What is so striking about the pipeline in the Northwest is the sheer scale of space involved. With delays to schemes in Lancaster, Warrington, Crewe, Chester and Stockport, the region now has a staggering 3.5 million sq ft (325,150 sq m) black hole in its pipeline for the coming years, with no immediate signs of anything coming along to save the day.

This highlights a big problem. During the past heady decade, developers around the country have been stretching themselves as far as they could. Plans were drawn up with little thought given to what might happen when the bubble burst. Now it has, the audacity of some of those schemes is apparent.

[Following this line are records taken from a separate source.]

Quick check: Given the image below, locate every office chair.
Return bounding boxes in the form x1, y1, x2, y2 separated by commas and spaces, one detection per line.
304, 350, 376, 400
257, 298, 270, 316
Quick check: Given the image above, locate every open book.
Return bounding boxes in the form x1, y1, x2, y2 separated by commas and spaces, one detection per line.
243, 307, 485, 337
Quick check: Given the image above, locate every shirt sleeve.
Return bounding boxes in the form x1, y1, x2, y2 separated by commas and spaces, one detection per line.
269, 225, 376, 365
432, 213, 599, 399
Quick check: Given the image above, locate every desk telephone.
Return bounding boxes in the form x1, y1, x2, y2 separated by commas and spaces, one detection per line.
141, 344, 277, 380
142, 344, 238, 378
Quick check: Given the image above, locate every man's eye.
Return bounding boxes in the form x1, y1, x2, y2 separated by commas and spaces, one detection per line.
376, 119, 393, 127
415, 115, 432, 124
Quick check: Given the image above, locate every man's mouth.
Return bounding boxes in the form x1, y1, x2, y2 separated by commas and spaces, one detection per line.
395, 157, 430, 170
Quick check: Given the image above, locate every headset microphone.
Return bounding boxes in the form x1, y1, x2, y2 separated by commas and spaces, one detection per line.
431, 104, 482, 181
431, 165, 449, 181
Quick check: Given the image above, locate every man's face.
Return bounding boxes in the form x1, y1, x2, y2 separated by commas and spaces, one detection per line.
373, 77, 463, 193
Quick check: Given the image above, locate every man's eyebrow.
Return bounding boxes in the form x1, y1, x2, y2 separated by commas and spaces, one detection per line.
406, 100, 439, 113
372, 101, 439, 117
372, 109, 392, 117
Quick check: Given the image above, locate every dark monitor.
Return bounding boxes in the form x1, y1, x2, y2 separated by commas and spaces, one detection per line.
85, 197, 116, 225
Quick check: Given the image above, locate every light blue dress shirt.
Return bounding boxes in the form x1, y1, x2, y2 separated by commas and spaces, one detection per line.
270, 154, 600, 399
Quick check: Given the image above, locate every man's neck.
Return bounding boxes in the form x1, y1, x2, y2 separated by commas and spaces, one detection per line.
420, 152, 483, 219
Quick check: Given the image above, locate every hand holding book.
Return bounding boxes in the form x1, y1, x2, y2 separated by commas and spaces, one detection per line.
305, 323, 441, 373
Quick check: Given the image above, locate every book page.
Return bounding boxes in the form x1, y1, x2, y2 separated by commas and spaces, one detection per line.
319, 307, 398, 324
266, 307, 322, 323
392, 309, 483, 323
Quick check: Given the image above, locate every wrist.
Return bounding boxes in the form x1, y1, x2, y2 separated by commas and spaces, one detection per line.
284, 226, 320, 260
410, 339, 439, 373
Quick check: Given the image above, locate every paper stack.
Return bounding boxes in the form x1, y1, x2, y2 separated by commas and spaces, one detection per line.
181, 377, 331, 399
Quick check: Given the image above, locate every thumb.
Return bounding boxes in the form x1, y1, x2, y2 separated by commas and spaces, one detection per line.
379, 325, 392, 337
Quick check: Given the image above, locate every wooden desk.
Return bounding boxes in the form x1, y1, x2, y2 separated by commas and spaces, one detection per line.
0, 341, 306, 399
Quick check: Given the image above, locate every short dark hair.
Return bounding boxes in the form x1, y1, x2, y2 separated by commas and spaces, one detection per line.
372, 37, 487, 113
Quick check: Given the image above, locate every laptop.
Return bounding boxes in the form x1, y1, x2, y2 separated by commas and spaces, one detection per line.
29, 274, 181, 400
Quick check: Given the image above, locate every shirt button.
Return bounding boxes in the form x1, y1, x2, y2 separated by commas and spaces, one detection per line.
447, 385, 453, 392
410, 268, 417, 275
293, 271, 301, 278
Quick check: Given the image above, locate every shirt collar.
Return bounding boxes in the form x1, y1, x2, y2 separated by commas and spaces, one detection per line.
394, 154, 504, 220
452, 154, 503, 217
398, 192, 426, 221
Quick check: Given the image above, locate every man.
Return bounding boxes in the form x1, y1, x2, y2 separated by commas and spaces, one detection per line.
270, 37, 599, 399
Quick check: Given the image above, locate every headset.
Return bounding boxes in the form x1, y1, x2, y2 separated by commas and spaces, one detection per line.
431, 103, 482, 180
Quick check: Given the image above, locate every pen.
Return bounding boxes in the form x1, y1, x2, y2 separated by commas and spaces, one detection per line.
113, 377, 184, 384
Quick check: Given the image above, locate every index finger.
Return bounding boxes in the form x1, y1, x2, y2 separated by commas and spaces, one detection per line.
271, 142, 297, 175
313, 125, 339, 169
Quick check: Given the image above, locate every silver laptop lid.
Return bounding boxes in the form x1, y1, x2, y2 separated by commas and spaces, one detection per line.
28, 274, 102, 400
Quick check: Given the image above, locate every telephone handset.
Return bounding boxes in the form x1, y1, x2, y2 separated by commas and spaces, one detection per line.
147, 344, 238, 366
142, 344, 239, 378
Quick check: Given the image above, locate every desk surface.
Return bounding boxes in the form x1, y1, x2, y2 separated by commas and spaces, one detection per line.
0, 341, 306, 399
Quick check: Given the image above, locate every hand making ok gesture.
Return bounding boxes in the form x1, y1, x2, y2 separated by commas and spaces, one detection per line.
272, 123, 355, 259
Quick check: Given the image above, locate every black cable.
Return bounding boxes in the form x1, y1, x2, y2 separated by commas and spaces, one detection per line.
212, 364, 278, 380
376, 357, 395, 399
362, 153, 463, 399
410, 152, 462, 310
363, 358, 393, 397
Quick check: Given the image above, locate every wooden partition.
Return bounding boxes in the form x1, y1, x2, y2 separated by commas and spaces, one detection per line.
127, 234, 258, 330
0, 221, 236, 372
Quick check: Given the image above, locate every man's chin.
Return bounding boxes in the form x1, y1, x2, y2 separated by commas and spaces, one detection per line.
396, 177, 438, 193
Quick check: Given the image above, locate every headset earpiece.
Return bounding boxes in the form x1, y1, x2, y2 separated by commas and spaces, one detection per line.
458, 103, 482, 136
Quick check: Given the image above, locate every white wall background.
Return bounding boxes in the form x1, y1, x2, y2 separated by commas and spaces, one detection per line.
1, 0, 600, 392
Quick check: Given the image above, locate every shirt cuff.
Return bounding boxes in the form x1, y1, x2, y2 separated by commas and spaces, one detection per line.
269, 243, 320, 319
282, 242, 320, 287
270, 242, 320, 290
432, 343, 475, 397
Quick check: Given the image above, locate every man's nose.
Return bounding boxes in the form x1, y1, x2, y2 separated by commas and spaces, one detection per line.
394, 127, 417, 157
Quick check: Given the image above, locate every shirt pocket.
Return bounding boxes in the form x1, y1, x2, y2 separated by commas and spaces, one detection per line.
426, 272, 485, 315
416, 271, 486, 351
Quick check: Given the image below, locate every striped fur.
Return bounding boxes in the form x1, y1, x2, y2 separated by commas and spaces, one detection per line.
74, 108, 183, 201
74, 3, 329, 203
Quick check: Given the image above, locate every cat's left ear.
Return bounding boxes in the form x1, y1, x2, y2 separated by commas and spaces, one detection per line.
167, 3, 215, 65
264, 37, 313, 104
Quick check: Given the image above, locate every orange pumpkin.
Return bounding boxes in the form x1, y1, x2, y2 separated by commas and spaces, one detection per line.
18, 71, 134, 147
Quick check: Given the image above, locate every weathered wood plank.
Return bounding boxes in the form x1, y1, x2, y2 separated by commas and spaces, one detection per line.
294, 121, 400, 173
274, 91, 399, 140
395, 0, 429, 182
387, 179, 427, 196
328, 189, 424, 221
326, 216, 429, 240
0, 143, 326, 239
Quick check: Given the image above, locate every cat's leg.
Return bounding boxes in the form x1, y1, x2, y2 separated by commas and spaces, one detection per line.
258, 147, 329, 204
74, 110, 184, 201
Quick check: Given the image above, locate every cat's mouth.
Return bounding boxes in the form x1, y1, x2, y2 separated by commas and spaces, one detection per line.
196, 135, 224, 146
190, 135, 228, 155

Savills Manchester director Paul Wright says: “Over the past eight to nine years the market has been pushed beyond reality to the point that some schemes are now being completely relooked at. We’ll start to see more phasing of schemes and much more realism in terms of the size of a development.”

So while it is painful for developers such as ING Real Estate and Modus to have to admit, the crunch might actually end up saving them from opening shopping centres in catchments that could not sustain them.

The state of the property market in the Northwest can in fact be summed up quite easily. Schemes fall into three categories: those that have just been completed, those that are under way and those that are yet to get on site.

In the first case, schemes like Houndshill that are up and running opened just in time. With enough retailers still eager to take new space, those that launched in the past two years were given just enough time to get settled before things really took a turn for the worst.

For those developers on site, there is no choice but to press ahead. In most cases the funding to see the projects through should already be in place or will be relatively easy to come by and the only real challenge might be to get them let.

The developers in the last category face a tough time. Once funding is gone it is difficult to see how it can be retrieved, at least in the near future. But, as Heatley argues, it is a chance to go back to the drawing board and, if a scheme was a little over-ambitious the first time around, the opportunity to put it right is now here.

“Without a doubt, unless ground is broken or they’re well progressed on some of the less strong developments they’re going to be hung out to dry,” says CACI associate director Daniel Parr. “Where we’ve seen particular activity and success is where the ground’s been broken and it’s got to be delivered, or where the developer has thought about the impact on the town.”

As in the wider market, things are far from easy in the Northwest. With masses of retail space now under threat the pipeline is going to be hard to forecast for some years to come.